Cluster & Docker deployment
Anduril can be flexbily deployed on a local machine (laptop / desktop) or in a cluster. The default settings are suitable for local deployment: parallel component execution is capped at four threads, and component invocation is done locally. Cluster deployment is needed when analyzing large data sets. Docker is useful to encapsulate external dependencies of components.
The main configuration options for deployment are the following flags to anduril run
:
--threads N
: Maximum number of parallel component invocations (local threads or jobs in a cluster).--wrapper SCRIPT
: A program or script that is called for each component invocation, and blocks until the component is finished.- Scala code that constructs workflows can pass custom key-value pairs to the wrapper script (e.g., preferred execution host, or resource usage). The Scala code
myComponent._custom("key") = "value"
exposes the environment variable $ANDURIL_CUSTOM_KEY in the wrapper.
For convenience, the deployment flags can be inserted into the workflow Scala code as special comments in the header of the file:
#!/usr/bin/env anduril
//$OPT --wrapper my-wrapper.sh
//$OPT --threads 16
import anduril.builtin._
import anduril.tools._
import org.anduril.runtime._
object DeploymentDefaults {
// Code goes here
}
Deployment configurations
Below are ready-made configurations for common deployments. Ensure that the wrapper scripts are on PATH by including $ANDURIL_HOME/bin on PATH. You can customize the scripts to your environment.
Slurm
Command line arguments: --wrapper anduril-wrapper-slurm --threads 99
The Slurm wrapper uses srun. By default it submits all components to Slurm. It can be customized by bypassing Slurm (executing locally), and managing CPU and memory resources. For more fine-grained control, you can add more custom attributes to anduril-wrapper-slurm
.
Customizing:
val component = MyComponent()
component._custom("cpu") = "4" // --cpus-per-task
component._custom("memory") = "2048" // --mem=MB
val local = MyComponent()
component._custom("host") = "local" // Bypasses Slurm and executes locally
SGE
Command line arguments (SGE): --wrapper "qrsh -now no" --threads 99
Docker
Command line arguments: --wrapper anduril-wrapper-docker
This wrapper runs components inside a selected Docker container. The image
is specified with a _custom("docker")
annotation; components without that
annotation are executed on the host without Docker.

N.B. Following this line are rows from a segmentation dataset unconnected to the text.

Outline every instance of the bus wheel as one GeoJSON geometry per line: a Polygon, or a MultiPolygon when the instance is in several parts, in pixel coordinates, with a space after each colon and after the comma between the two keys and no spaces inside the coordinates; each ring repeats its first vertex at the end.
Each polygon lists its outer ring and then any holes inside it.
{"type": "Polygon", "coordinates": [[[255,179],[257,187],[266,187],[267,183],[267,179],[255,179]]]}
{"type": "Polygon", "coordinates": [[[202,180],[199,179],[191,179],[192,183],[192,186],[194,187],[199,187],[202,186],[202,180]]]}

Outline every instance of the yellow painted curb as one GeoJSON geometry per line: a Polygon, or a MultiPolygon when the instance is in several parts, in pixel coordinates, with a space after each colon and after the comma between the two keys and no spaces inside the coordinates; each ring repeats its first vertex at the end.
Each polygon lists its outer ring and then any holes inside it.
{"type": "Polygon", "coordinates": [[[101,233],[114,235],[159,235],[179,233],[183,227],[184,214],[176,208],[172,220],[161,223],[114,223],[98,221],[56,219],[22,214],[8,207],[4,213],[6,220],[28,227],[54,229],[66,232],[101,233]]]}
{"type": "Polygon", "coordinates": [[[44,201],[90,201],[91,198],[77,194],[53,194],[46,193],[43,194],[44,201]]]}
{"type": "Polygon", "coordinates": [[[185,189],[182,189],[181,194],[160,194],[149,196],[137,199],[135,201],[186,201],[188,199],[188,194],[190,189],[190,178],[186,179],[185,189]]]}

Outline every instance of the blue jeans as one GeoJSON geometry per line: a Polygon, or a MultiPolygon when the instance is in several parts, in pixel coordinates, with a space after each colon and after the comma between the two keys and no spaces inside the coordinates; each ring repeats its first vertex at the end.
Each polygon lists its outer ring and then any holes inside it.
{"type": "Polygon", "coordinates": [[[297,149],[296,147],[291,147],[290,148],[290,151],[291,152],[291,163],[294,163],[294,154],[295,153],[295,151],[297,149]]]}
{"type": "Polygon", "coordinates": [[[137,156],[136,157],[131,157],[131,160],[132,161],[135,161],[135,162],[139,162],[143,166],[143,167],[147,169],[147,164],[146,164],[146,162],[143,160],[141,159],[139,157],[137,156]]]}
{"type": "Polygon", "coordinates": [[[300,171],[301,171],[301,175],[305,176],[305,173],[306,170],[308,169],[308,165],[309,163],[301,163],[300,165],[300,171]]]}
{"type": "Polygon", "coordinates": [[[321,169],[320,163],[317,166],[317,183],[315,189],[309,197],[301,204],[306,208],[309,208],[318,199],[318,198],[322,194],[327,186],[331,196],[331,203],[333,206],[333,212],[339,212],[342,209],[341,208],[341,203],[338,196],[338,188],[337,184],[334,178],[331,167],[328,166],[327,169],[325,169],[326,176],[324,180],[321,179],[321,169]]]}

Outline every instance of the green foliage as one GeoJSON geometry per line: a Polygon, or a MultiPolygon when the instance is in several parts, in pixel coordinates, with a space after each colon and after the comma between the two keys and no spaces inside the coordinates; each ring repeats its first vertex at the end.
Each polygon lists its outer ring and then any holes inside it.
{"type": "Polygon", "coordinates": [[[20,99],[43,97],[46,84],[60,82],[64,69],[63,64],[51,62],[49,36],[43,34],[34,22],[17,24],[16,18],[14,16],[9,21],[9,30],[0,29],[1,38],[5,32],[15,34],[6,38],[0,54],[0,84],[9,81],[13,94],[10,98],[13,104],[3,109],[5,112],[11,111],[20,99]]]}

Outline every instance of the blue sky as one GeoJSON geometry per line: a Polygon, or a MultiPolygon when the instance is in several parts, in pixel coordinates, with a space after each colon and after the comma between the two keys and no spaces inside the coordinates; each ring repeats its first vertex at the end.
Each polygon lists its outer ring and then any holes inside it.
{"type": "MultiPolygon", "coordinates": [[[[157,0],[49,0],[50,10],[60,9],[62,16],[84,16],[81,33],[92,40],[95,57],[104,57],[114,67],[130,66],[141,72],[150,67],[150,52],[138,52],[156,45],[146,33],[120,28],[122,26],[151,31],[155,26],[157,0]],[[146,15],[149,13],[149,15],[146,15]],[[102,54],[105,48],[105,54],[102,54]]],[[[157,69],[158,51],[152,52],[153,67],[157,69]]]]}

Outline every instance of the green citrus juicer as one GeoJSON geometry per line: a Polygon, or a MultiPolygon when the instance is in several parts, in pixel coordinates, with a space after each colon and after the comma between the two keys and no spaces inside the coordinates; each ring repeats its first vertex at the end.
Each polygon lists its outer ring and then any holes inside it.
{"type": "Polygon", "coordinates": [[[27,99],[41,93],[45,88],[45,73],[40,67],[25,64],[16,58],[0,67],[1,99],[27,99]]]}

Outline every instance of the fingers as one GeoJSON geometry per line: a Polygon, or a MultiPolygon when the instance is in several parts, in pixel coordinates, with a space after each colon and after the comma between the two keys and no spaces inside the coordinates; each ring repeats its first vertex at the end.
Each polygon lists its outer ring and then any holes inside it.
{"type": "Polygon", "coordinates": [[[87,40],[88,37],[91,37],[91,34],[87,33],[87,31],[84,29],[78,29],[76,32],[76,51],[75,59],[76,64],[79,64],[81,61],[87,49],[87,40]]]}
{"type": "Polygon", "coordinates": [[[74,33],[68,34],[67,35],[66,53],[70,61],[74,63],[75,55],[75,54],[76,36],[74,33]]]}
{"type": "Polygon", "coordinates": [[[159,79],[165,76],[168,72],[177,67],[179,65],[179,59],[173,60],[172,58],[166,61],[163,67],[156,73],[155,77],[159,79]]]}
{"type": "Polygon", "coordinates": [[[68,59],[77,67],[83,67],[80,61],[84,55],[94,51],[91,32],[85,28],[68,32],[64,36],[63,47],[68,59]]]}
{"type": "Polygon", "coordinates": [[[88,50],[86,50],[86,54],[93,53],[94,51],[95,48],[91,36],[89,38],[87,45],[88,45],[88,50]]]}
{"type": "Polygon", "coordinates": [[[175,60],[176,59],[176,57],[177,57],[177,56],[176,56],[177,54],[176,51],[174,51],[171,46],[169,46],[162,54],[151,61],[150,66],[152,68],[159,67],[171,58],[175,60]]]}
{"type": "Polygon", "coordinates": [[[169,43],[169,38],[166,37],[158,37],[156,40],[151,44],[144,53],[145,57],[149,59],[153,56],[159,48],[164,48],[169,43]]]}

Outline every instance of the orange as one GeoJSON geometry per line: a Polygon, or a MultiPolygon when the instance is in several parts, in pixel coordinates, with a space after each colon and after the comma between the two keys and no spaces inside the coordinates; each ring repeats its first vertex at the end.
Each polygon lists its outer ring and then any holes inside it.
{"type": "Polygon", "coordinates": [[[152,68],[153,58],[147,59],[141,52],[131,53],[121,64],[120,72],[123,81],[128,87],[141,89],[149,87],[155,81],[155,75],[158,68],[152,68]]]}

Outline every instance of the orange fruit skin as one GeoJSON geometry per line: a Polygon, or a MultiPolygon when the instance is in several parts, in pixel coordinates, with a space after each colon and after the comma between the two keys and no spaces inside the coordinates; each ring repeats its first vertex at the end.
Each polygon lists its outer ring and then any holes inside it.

The container should have an Anduril installation available and have ANDURIL_HOME
set.
The anduril-wrapper-docker
wrapper sets the USER_ID
environment variable to current user ID
to handle file permissions correctly. This requires that the image
has a entry point that switches to a local user having USER_ID
.
The anduril/core image (and images derived from it) support this feature.
Scala workflow:
val component = MyComponent()
component._custom("docker") = "repository/dockerimage"
To use your own or third party Docker images that do not have Anduril installed,
you can map the $ANDURIL_HOME
folder from the host to the container and set
the ANDURIL_HOME
environment variable in a custom wrapper script.
Cluster topology
There are two types of executables in Anduril: The core workflow engine, which is invoked using anduril
, and components, which can be implemented using a variety of languages (R, Python, Java, etc.). The core is only needed on the node where anduril
is interactively invoked (e.g., a head node). Wrapper scripts then forward execution to worker nodes.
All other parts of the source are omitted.